Mr Craigie’s tenure with Crown goes back to 1993 when he was recruited from the Victoria TAB to head Kerry Packer’s slot operations. He’s run the Packers’ Australian casinos since 2002 and has been CEO of Crown Resorts since its inception in 2007.
For the past 16 years, Korea’s Kangwon Land has been living the dream – controlling the only “locals friendly” casino in a country where the locals want nothing more than to play.
Kangwon Land, under the watchful eye of former Gangwon Province Vice Governor Choi Hung-jib, rakes in more profit each year than Korea’s 16 foreigner-only casinos combined.
Last year, annual revenue rose by 9.2% to US$1.3 billion with profit up almost 23% to US$400 million. In the first half of 2016 those numbers rose again with revenue improving 5.9% and profit 27% year-on-year.
It was enough to see Kangwon make the Forbes 2,000 list of the world’s biggest public companies for the very first time, finishing in position 1,928 – good enough to outrank Wynn Resorts!
There is some room for pause, however. Under its current deal, Kangwon Land holds a monopoly on Korean players until 2025 but last month a group from the opposition People’s Party submitted legislation that would authorize a locals casino in the Saemangeum tidal flat area in North Jeolla Province on the country’s south west coast.
Not surprisingly Kangwon has opposed the move citing, “a complete lack of national consensus and policy demand,” but they shouldn’t be too worried just yet. If the massive queues that typify Kangwon’s gaming tables each weekend are anything to go by, it will take more than one competitor on the other side of the country to make a dent.
Like everyone else’s, Macau Legend Development’s two casinos aren’t faring well in the current downturn. But Chairman and CEO David Chow is looking overseas for his Hong Kong-listed company’s future, pursuing development deals in Southeast Asia and as far afield as Africa and Europe that would challenge an operator 10 times Macau Legend’s size.
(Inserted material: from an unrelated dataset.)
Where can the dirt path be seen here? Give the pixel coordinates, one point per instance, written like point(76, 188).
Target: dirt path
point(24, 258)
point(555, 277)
Mr Chow, a protégé of Stanley Ho’s, with whom he shares family ties, has been in the business some 30 years. He’s a former Macau legislator and a member of the committee of movers and shakers that elects the Macau chief executive, the territory’s head of state. He’s plugged. And he’s been working his connections assiduously.
This year alone, the company launched construction of a €250 million (HK$2.16 billion/US$ 278 million) mixed-use resort complex on Cape Verde’s main island of Santiago. It snapped up a Laos casino, the 470-room Savan Vegas, for US$42 million, with the possibility of a license to develop an integrated resort in the same province. And an agreement was reached to develop a resort in Portugal near the popular beach town of Tróia. The €150 million first phase includes a hotel, residences, retail shops, a marina, a sports facility and a machine gaming venue. The company also will participate in a joint venture to own and operate an existing casino in Tróia.
Back home, redevelopment of the company’s principal asset, Macau Fisherman’s Wharf at the Outer Harbour, is making progress. The first new hotel, the Harbourview, opened last February with 444 rooms and suites. The first of two five-star hotels, the 229 room Legend Palace, is scheduled for a soft opening in the fourth quarter. It includes a casino. Other planned attractions include a yacht club and public pier and a canopied open-air shopping and dining promenade.